- Developer: Critical Gameplay
- Publisher: Critical Gameplay
- Designer: Lindsay Grace
- Composer: Lindsay Grace
- Platform: Windows
- Release: 2011
- Genre: Affective videogames
- Mode: Single-player

= Big Huggin' =

Big Huggin' is an affective video game developed by Critical Gameplay in 2013. It was created by Lindsay Grace. It has been shown in exhibits in the United States, Mexico, France, and Brazil.

==Gameplay==
Its design is based on Critical Design, and in contrast to classic video games, it is not controlled by mouse or keyboard, but rather the controls of the game are based on hugs made to a 30-inch custom teddy bear.

==Development==

Big Huggin' was created in 2012 by Lindsay Grace, and its promotion continue in different cities and countries.

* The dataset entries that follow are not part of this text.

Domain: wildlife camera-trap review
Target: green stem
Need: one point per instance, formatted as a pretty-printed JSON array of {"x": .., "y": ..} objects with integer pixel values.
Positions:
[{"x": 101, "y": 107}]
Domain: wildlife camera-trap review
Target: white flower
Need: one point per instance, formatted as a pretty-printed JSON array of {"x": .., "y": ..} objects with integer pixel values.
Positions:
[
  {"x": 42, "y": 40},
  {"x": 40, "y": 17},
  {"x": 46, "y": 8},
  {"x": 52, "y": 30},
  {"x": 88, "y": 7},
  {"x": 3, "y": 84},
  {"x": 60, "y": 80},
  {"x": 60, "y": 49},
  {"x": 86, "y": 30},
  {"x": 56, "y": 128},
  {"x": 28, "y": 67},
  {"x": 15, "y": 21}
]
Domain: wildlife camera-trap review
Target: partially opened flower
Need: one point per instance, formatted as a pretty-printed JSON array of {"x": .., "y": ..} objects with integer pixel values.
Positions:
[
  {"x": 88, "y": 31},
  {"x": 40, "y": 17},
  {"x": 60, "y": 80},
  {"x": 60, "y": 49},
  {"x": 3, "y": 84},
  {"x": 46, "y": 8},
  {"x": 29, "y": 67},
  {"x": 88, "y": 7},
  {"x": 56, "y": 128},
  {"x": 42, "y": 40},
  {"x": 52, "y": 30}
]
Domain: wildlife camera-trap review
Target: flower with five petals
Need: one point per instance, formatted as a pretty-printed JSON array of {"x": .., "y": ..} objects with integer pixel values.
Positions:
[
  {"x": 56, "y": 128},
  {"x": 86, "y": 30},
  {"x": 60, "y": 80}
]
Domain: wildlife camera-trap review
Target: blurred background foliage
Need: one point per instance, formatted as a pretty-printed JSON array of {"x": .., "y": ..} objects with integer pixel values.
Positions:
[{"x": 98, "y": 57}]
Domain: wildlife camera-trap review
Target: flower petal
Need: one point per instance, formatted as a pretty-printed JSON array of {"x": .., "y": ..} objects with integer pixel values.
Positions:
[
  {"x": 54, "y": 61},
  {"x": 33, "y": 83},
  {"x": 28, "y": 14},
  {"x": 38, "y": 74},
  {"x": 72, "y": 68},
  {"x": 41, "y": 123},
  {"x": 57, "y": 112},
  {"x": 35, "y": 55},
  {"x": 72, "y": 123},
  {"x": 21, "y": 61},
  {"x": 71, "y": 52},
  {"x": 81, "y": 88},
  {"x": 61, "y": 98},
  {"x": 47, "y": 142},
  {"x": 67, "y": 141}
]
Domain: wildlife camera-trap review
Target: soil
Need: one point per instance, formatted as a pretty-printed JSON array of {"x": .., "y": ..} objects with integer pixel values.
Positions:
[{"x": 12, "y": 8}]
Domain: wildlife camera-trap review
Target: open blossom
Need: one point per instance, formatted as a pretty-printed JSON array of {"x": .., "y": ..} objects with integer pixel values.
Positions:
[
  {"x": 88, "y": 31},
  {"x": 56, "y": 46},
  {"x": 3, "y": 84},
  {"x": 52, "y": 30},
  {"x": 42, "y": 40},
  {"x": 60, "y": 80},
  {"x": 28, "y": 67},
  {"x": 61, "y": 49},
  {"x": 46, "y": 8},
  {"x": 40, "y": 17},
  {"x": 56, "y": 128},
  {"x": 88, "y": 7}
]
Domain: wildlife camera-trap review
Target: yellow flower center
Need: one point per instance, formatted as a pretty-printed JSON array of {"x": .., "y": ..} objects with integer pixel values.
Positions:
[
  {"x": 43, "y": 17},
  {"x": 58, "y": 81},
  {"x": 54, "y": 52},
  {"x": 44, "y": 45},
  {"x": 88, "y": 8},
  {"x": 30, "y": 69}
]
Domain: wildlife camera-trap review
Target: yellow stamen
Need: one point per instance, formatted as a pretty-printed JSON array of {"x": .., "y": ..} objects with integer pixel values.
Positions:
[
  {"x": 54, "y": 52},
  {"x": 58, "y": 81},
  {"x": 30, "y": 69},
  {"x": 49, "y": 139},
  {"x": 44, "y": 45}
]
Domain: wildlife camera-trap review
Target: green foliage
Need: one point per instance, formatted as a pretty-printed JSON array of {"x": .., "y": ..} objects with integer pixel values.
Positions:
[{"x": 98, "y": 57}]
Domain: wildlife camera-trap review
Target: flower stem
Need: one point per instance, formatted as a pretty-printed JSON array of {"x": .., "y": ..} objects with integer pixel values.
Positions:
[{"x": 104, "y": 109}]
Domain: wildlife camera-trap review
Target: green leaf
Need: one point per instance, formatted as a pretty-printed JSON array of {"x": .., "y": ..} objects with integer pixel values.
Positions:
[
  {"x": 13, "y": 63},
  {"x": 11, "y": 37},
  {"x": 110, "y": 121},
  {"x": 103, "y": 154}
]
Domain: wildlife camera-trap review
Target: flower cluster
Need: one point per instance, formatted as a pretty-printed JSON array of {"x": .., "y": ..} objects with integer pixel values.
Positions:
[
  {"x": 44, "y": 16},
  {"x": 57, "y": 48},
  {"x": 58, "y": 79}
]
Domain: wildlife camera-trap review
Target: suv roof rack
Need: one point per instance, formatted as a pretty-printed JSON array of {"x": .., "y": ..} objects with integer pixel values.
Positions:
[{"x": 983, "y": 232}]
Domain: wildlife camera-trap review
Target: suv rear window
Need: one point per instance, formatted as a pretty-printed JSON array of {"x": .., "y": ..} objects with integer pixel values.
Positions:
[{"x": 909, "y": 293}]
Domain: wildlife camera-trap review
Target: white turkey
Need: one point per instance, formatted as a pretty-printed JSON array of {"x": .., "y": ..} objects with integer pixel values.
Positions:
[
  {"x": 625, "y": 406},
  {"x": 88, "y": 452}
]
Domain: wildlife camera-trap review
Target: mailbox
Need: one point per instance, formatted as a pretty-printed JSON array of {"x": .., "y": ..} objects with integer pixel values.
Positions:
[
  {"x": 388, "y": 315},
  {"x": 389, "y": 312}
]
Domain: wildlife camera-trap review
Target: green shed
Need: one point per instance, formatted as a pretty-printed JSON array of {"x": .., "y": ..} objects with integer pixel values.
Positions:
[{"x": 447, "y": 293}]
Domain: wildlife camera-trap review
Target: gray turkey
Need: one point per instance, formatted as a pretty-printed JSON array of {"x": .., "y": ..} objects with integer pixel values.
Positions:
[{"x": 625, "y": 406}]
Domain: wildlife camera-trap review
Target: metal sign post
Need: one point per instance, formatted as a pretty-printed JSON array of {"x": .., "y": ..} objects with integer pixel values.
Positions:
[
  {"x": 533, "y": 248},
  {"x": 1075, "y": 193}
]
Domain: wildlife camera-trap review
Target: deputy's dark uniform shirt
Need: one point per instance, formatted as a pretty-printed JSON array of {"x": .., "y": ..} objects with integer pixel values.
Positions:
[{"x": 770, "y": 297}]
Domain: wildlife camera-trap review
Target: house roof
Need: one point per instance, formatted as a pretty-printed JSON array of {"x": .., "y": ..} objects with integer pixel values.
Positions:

===Kickstarter campaign===
Lindsay Grace launched a Kickstarter campaign on January 15, 2013, in order to raise US$2,500 for the continued promotion and exhibition of the game. A subsequent goal was the subsidized release of the game for children in places where giving hugs is even more valuable than usual. The campaign helped fund the production of bears and the game. The campaign was founded on February 14, 2013 and raised US$3,080.
==Gameplay==

Player input is collected by hugging a 30-inch custom teddy bear rather than a video game controller with buttons.